Our general disgust at the treatment of Chris Jefferies by the media has led us to start an entirely new monthly feature for the Debate section.

It’s the Tabloid Bullshit of the Month Awards. That’s right, each month WesternEye will trawl crawl through the vile spew of the tabloids (& yes, this includes The Daily Mail) and bring you the best of their lies and irrelevant titbits. If we can be bothered, we might make a trophy out of toothpicks and post-its and mail it to them. I’ll let you know.

To make matters worse we will also find the most irrelevant news story we can possibly come up with, and print that. Be prepared for some, frankly shocking, multinational-corporation-fruit-juice related news.

This month; the adventures of ToastWoman, employment according to The Daily Express, wise words from The Sun’s News in Briefs and from the forefathers of scaremongering and bullsh*t The Daily Mail we have guide to coping with depression and the “truth about unemployment”.

To ToastWoman then! Whilst not strictly a lie, ToastWoman is the single worst piece of “news” that the red-tops have vomited into the world this month. It’s simply not news. Essentially someone from Cheshire has made a mosaic of their mother-in-law. Out of toast, the bloody mentalist! What a crazy, crazy world we live in. Thank you Metro for enriching all of our lives.

Moving on from ToastWoman (there’s a sentence I never thought I’d write), we have The Daily Mail, a publication which will probably become a mainstay of these pages. The Daily Mail, for those that need reminding, is the paper who told us that Stephen Gately was evil and who give regular column inches (and around £800,000 p/a) to “professional bigot” Richard Littlejohn. Notice the use of quote marks there. Cunning. This month, The Mail had a sneaky look at depression. Given that 1 in 4 of us is likely to suffer from it over the course of our lifetimes, one might think they would approach it carefully. Think again sensible folk, beneath a photograph of a sad looking clown (yes, a clown) The Mail of course went with “Want to beat depression? Do what I did – just get a grip!”.

Wow. A more sensible suggestion would have been “Stop reading this paper”.

Staying with The Mail, and sneaking in just after last issue’s deadline, was a beautiful piece about unemployment, one of the paper’s major bugbears. Most people only read the headlines, which is important here as The Mail blew our minds with “1.6m benefits claimants have never had a job ‘because it does not pay to work’”. Of course the article did not back this up, because these statistics simply do not exist. Yes we know roughly the level of unemployment in the UK, but we do not know why. But it’s OK, because The Mail put it into speech marks, which means you can pretty much say anything. Observe: Most Daily Mail journalists are “violent, racist psychopaths with too much power, and more arse hair than brain cells”.

And the final smattering of lies for you this month comes from The Daily Express, a paper read mainly by people who think that satire is a dish of marinated and skewered meats, served with a peanut sauce.
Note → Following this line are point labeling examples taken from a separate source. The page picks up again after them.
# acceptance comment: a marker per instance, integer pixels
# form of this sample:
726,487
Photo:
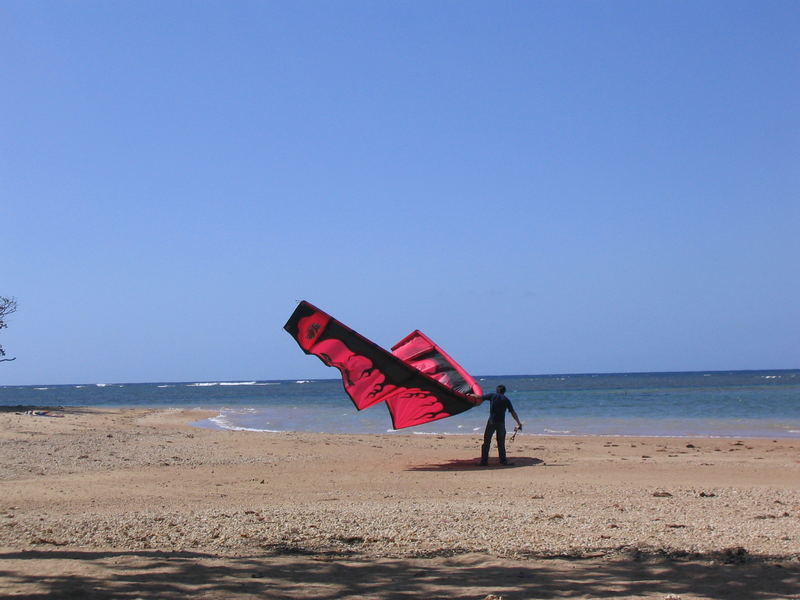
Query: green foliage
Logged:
7,306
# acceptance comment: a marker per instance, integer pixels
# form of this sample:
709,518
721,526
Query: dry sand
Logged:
139,504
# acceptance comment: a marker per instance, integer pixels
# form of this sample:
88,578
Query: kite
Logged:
417,380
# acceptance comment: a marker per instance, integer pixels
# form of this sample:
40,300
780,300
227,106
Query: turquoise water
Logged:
733,404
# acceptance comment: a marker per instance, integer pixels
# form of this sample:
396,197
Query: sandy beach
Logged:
141,504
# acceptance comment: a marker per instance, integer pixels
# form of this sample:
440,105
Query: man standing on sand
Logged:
496,425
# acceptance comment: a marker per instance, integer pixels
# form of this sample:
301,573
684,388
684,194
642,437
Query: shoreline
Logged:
144,482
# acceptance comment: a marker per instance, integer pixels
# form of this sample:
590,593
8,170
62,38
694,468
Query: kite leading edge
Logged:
418,381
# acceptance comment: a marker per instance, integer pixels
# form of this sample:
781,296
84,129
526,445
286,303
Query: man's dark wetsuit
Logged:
496,424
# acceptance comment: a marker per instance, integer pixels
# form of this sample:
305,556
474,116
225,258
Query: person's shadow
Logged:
473,464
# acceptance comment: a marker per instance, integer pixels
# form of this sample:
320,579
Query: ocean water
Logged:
727,404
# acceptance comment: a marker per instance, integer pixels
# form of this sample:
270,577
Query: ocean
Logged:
707,404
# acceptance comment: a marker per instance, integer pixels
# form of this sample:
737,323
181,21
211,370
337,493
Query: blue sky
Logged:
541,187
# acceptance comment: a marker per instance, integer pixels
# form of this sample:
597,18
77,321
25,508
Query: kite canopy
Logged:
419,382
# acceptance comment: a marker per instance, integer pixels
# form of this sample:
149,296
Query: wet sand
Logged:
137,503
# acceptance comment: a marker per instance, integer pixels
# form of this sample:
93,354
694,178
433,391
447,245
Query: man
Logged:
496,425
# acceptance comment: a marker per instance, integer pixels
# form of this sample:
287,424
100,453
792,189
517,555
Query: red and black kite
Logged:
418,381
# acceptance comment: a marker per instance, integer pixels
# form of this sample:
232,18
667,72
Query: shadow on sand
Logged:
295,575
473,464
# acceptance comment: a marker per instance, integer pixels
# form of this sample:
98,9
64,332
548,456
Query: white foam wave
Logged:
222,422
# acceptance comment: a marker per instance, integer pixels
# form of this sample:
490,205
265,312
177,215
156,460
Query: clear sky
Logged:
541,187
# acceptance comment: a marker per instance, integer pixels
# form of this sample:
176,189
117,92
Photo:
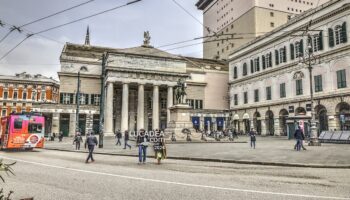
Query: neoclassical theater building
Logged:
139,86
269,77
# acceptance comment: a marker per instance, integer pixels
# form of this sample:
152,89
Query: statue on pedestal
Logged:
180,92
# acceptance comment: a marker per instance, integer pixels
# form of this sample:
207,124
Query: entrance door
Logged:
64,124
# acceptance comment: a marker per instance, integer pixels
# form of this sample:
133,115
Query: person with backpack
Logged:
91,142
252,135
118,136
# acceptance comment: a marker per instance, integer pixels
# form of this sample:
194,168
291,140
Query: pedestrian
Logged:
299,137
126,139
77,140
142,142
60,136
91,142
252,135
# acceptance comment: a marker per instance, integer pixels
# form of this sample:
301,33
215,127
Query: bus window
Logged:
35,128
18,123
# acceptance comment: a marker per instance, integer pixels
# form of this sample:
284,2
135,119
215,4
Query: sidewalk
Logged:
269,151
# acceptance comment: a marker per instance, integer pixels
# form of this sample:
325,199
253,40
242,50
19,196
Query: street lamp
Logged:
82,69
310,59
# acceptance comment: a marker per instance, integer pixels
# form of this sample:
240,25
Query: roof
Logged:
28,78
294,20
97,51
202,4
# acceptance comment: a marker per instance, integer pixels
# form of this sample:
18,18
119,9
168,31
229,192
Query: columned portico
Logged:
125,108
155,107
109,112
140,107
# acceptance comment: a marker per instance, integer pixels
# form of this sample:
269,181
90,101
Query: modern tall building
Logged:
244,20
270,81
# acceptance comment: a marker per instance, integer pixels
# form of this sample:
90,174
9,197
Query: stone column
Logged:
155,108
72,124
125,108
141,107
55,123
169,101
108,122
277,126
263,127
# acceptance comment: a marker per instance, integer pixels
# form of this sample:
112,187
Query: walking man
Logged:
91,142
118,136
252,135
299,136
77,140
142,143
126,139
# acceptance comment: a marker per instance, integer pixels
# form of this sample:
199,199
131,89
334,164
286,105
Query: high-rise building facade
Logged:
244,20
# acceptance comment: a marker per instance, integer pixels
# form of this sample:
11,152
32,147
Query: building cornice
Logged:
269,72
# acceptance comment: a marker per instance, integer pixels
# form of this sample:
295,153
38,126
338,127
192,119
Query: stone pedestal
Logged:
180,119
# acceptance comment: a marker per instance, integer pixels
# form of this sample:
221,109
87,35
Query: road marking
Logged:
178,183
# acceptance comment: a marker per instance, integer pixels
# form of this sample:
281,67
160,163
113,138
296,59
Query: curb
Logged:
247,162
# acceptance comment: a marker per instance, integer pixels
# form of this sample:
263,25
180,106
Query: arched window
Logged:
235,72
245,70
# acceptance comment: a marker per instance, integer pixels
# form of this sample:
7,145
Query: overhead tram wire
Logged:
19,28
74,21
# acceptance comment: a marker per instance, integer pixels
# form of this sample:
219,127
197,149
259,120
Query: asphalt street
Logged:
44,174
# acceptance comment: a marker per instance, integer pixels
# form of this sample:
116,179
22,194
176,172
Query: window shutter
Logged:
331,37
61,98
292,51
276,57
344,33
320,41
301,48
263,61
251,66
309,41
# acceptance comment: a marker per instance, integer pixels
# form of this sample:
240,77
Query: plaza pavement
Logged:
269,151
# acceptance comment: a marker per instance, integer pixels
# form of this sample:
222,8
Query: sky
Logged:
121,28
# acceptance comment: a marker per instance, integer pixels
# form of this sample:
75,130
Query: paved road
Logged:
48,175
268,149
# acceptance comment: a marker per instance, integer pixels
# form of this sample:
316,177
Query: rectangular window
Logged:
15,95
299,87
318,83
341,79
256,95
268,93
282,90
235,99
24,96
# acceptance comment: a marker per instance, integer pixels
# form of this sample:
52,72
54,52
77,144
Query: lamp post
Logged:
82,69
310,59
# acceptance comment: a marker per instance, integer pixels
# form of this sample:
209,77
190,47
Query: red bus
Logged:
22,131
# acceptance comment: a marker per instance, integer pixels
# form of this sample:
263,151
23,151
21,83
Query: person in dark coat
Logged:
142,141
77,140
299,136
252,135
118,136
91,142
126,139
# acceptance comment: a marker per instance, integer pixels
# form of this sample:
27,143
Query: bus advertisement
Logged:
22,131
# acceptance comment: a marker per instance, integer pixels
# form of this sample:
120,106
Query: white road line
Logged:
178,183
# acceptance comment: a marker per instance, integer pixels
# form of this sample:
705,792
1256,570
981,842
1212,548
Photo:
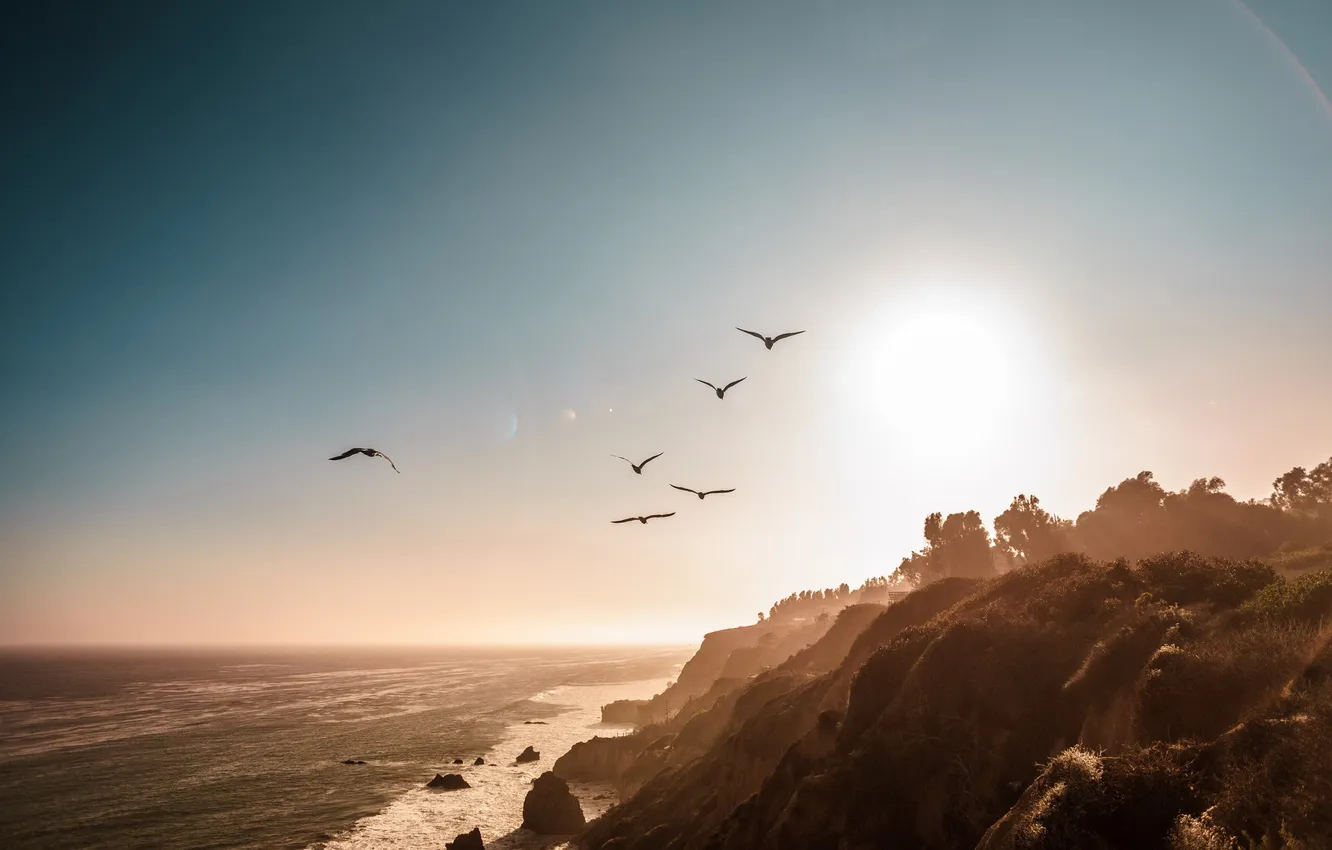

The Express has decided, and frankly we’re not sure how, that two thirds of all new jobs in the UK go to immigrants. Looking at the figures from the Economic and Labour Market Review, they appear to be onto something. The total column shows a discrepancy rise of 4.5% between immigrants and non-immigrants in the job market. Looking promising. But then it all falls apart when you realize that the figures don’t discriminate between new jobs and jobs that already existed. It just sounds better to argue it like that; the subtext being that Britain is going downhill due to more immigration and less opportunities for non-immigrants. Unfortunately even this argument is rendered, at best, absurd by The Express themselves. In 2007, the figure they reported was not a paltry two-thirds, but “ALL” (in bright red capitals). So as it turns out, The Daily Express thinks that immigration is going down. Shot themselves in the foot a little there. Well done.

Still, at least The Sun managed to salvage the Red Top’s blushes by finding the world’s most intellectual glamour model to grace Page 3. A few days after the last WesternEye was printed, Danni, 23 from Coventry reckoned “PM David Cameron was wise to serve up mince pies to angry union bosses during talks. She said: Spanish born philosopher George Santayana had it right when he said, ‘There is nothing to which men, while they have food and drink cannot reconcile themselves”. Of course she did. Why is Times New Ironic not a font yet?

And finally, it’s WesternEye’s irrelevant news item of the month. Stuck for ideas to rival the banality of ToastWoman (who by now deserves her own theme tune), it looked like this part of the feature was going to be lost. That was until Abbie Chesher’s Freedom of Information request to the BBC was revealed by Twitter user BadJournalism. The all important information she required? How much per year (of the tax payers money) does the corporation spend on orange squash? The shocking answer? “Orange squash is not offered on any of the BBC’s hospitality menus across the estate”. Now that’s news.